Chapter 14 Review Joe Puccio
1. Closed Shop
People To Identify
Jacob Coxey was a businessman and populist who wanted to pressure the federal government to help those hurt by the depression of 1893. To do this, he led “Coxey’s Army” on a slow march to the nation’s capital.
Eugene V. Debs founded the American Railway Union (ARU) and was jailed, without a jury trial. He sued and the case went to the Supreme Court where it was overturned by unanimous vote.
Henry Clay Frick was a plant manager at the Carnegie firm and was responsible for the Homestead strike.
Samuel Gompers was elected president of the AFL whose mission was to push for closed shops by using collective bargaining.
Oliver H. Kelley founded the Patrons of Husbandry which was dedicated to solving the problems facing farmers of the time.
Terence Powerly was a machinist. He joined the Knights of Labor in 1874 and five years later became its Grandmaster Workman. Unlike many other members, Powderly didn’t focus on better wages or shorter hours.
William Sylvis founded the National Labor Union (NLA). It was the first union to accept skilled and unskilled workers. The NLA was responsible for the 1882 ban on Chinese immigration.
Places To Locate
Reviewing the Facts
Some of the problems that led workers to unionize were caused by mandatory long work hours, pay cuts, and poor working conditions. Unionization helped workers by pressuring government and the business community to change labor policies.
The significance of the Haymarket Riot was that it failed to reach its intended goals and in fact, set the labor union movement back. It also caused unions to rethink their strategies, and in part, caused the end of the Knights of Labor.
The American Federation of Labor differed from the other unions in its strategies. It used collective bargaining to push for closed shops, which worked.
Most Americans opposed labor unionization in the late 1800’s because they felt that unions disturbed the peace. At that time, they also sympathized with business leaders who said that unions were an attempt to monopolize labor.
The Homestead Strike dealt a huge blow to unions in the steel industry. The Carnegie didn’t give a contract to a union for another 45 years. Also, although 20% of the workers were rehired after the strike, then were hired back at a reduced wage.
Farmers faced the issue of having to borrow money to survive between harvests. Additionally, then often lost their farms and/or were forced to switch to tenant farming. The underlying cause of these hardships were the steep railroad fees in rural areas and this prevent the farmers from being able to afford moving their crops to market. The fees often forced farmers to take out mortgages that they couldn’t pay back and many of them ended up losing their farms.

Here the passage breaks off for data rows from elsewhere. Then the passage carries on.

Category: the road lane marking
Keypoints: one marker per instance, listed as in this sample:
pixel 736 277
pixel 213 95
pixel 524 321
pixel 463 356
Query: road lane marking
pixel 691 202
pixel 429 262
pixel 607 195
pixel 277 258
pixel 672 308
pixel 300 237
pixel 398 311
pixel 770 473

The Grange was a union of farmers. In many farming states it helped to pass the “Grange Law” which resulted in the regulation of railroad prices. The Supreme Court stuck this down on the grounds that one state couldn’t regulate a railroad that traveled through several states during its journey.
The origin of the Populist Party was in farmers’ alliances. The goal of the Populist Party was to change American Politics for the good of the people. It made it easier for “the people” to draft their own laws through many different means.
The Sherman Silver Purchase Act caused the government to buy silver dollars at more than they were worth. This made the government’s gold supply dwindle which resulted in a weakened public confidence in the US Dollar. The wealthy, such as the executives at J.P. Morgan, were in favor of this because it allowed them to make huge profits off bonds. Populists were opposed to it because it allowed the wealthy to make money off those who faced hardships in the nation.
In the 1896 election, the contenders were Bryan and McKinley. Those who supported Bryan were mainly in the south and northern mid-west. McKinley supporters were mainly in the northeastern states, who were mostly labor workers and republicans.
I think that this statement was an opinion. Rural laborers mostly had to deal with the rail road companies and banks. Urban workers had to deal with their employers and big business.
The groups that opposed inflationary policies were the urban workers. They were opposed to them because they stood to lose from them since prices would go up but their wages likely would not.